Best approach to validation of sensitive values, but not transmitting them

Best approach to validation of sensitive values, but not transmitting them

Old forum URL: forums.lhotka.net/forums/t/11960.aspx


NightOwl888 posted on Saturday, April 27, 2013

I am attempting to rework the AccountController in the MVC4 default template so it uses CSLA rather than SimpleMembership because SimpleMembership didn't meet my requirements.

I am replacing the command-based architecture with CSLA business objects. Right now I am working with the UserRegister business object, which codifies the Register User scenario.

However, I have run into a snag in that I want to validate that the user entered a password and a confirm password field that matches, but I don't want to send these two values to the DataPortal (there is a business rule attached to these properties that automatically fills in PasswordHash and PasswordSalt properties when a password is entered).

I don't want to encrypt the connection or the channel to the dataportal - I just want to ensure that the password values are not in the request at all. So, what is the best approach to achieve this?

Clarification: If the DataPortal is running on the client, there is no issue - I just want to eliminate these values from the serialization stream if they are sent across the network. At the same time, I want to ensure validation still passes. Note that I also want to use the real password value for the login scenario that is executed in the same request, so I will also need client-side (controller) access to the password value.

I am using MVC4, .NET 4.5, and CSLA 4.5.20.

JonnyBee replied on Saturday, April 27, 2013

Hi,

You could change the password property to private backing field and add NonSerialized attribute to the backing field. 

NightOwl888 replied on Saturday, April 27, 2013

I thought of that, but I couldn't find any examples in the CSLA 4 book that show how to make a property with a private backing field that also has a static accessor property so the validation and hashing rules can run on it. Can you show me just how that would be done?
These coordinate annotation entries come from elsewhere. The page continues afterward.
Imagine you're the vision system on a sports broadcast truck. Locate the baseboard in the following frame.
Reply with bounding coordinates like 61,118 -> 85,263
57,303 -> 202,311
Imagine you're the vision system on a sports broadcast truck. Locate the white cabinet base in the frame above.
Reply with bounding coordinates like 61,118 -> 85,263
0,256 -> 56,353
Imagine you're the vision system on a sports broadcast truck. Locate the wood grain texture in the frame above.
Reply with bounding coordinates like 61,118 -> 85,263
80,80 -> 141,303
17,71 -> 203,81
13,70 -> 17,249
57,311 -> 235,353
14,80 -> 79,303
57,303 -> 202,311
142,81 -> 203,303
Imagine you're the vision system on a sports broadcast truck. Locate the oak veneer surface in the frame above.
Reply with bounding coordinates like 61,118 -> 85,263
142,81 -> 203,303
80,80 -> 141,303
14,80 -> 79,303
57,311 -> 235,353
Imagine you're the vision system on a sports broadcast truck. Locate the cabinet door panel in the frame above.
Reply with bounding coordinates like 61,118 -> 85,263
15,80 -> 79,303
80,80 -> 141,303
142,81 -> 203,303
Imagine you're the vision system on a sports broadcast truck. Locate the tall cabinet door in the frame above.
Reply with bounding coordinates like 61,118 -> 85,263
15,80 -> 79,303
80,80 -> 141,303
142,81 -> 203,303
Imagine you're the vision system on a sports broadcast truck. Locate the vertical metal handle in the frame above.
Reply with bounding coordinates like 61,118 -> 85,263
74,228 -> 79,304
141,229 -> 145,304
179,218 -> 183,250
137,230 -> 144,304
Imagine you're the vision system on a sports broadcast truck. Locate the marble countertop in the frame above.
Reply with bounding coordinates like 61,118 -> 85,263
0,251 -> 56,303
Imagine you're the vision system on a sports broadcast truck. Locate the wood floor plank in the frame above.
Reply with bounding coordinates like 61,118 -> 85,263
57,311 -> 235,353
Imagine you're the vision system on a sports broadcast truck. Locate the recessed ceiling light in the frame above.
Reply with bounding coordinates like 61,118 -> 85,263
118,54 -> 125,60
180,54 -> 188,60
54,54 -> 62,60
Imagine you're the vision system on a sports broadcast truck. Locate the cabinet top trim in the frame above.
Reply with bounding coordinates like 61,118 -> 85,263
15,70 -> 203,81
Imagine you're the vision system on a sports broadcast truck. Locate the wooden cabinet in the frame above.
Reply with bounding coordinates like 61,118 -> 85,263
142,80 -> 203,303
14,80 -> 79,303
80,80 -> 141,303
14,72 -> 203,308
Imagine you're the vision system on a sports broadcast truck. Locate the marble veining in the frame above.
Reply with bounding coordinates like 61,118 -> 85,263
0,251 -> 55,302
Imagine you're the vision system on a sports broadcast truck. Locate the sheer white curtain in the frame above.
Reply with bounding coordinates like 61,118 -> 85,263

JonnyBee replied on Sunday, April 28, 2013

Csla 4 ships with a set of snippets and templates. See the Csla Cheat Sheet here http://www.lhotka.net/files/csla40/CSLA4CheatSheet.pdf

The snippet you want is cslapropp 

Here is how the property should be defined:

    public static readonly PropertyInfo<string> PasswordProperty = 
RegisterProperty<string>(c => c.Password, RelationshipTypes.PrivateField);     [NonSerialized]     private string _password = PasswordProperty.DefaultValue;     public string Password     {       get { return GetProperty(PasswordProperty, _password); }       set { SetProperty(PasswordProperty, ref _password, value); }     }

NightOwl888 replied on Sunday, April 28, 2013

You beat me to it. I found the same answer it on page 35 of the "Objects" ebook. I have confirmed it does not send the password value to the DataPortal - not even if it is running on the client.